Napangardi stayed in her father's country with her family until she was a young woman; "When I was a kid I was living in the bush - no school...".
Then the family moved out from Phillip Creek and walked to Brunchilly Station, where her mother worked as a servant. Later they moved to Banka Banka Station, moving back and forth between Banka Banka and Brunchilly, living on bush tucker.
As a young woman, Napangardi went with her father and mother to Alekerenge where she married a Warumungu man. In 1970 Napangardi and her husband moved to Tennant Creek, where their three children were born.

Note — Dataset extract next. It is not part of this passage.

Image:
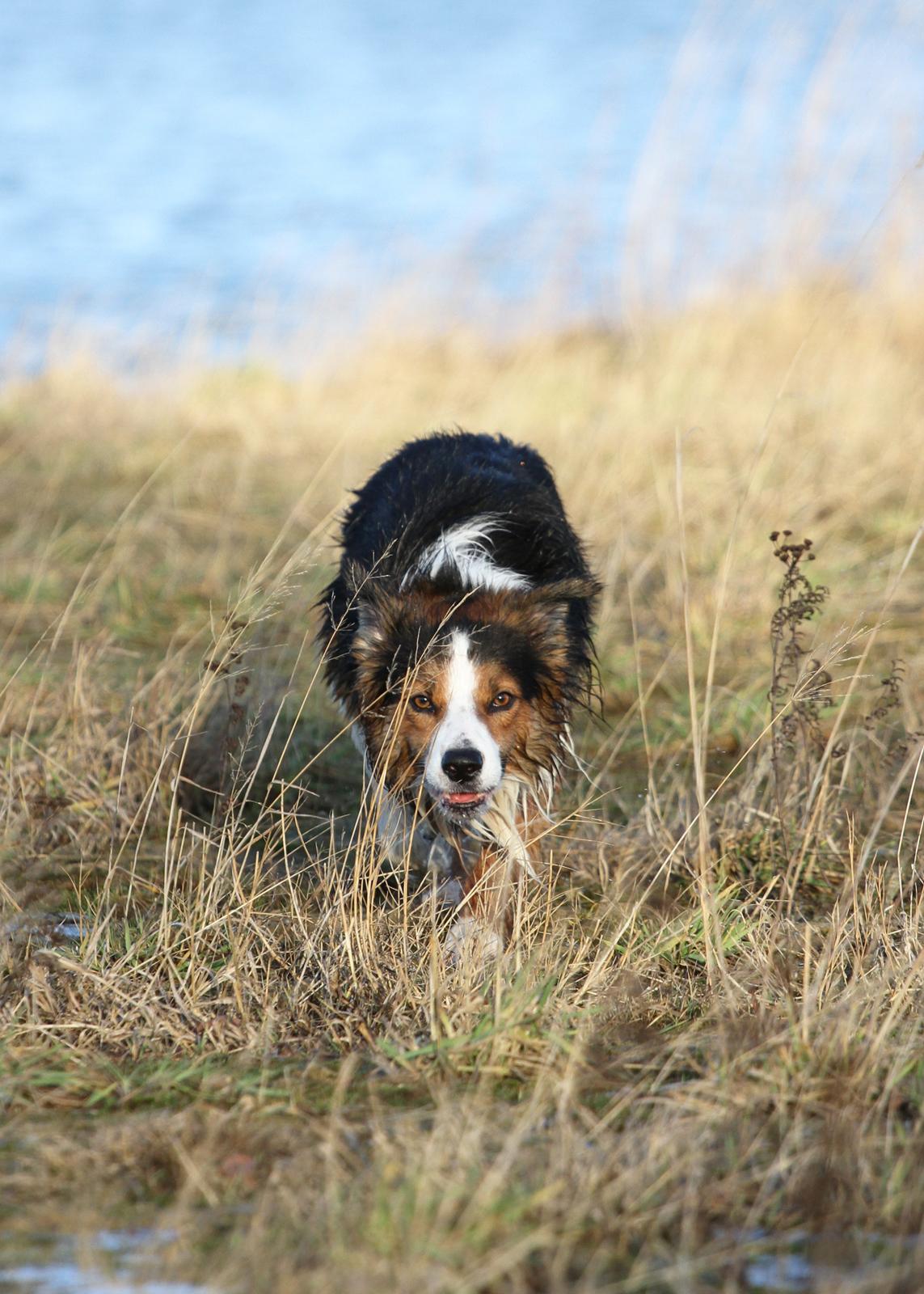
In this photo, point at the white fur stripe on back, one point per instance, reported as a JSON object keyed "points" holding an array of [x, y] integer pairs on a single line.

In 1996 Napangardi joined the Julalikari CDEP Women's Art & Crafts Program located in the 'Pink Palace' at Tennant Creek and was introduced to a range of modern mediums, including silk painting, various forms of printmaking, acrylic painting on canvas, and pottery.
In 1998-99 three artists were invited to participate in an artist-in-residency program at Julalikari Arts. They were potter Madeleine Meyer, sculptor Alison Clouston and Judy Watson. Through this exchange with artists, Napangardi was encouraged to work with clay and was introduced to wood-carving, just as earlier she had been introduced to silk painting and print making by co-ordinator Alison Alder.
In both 1997 and 1998 Napangardi's work was exhibited in the National Aboriginal & Torres Strait Islander Art Award and in 1999 she held her first solo exhibition at Alcaston Gallery, Melbourne.
In April 2004, Napangardi had to leave Tennant Creek for dialysis treatment in Alice Springs. Fortuitously, a new art centre Ngurratjuta Iltja Ntjana (Many Hands Art Centre) had opened there and she now attends the centre twice a week between treatments.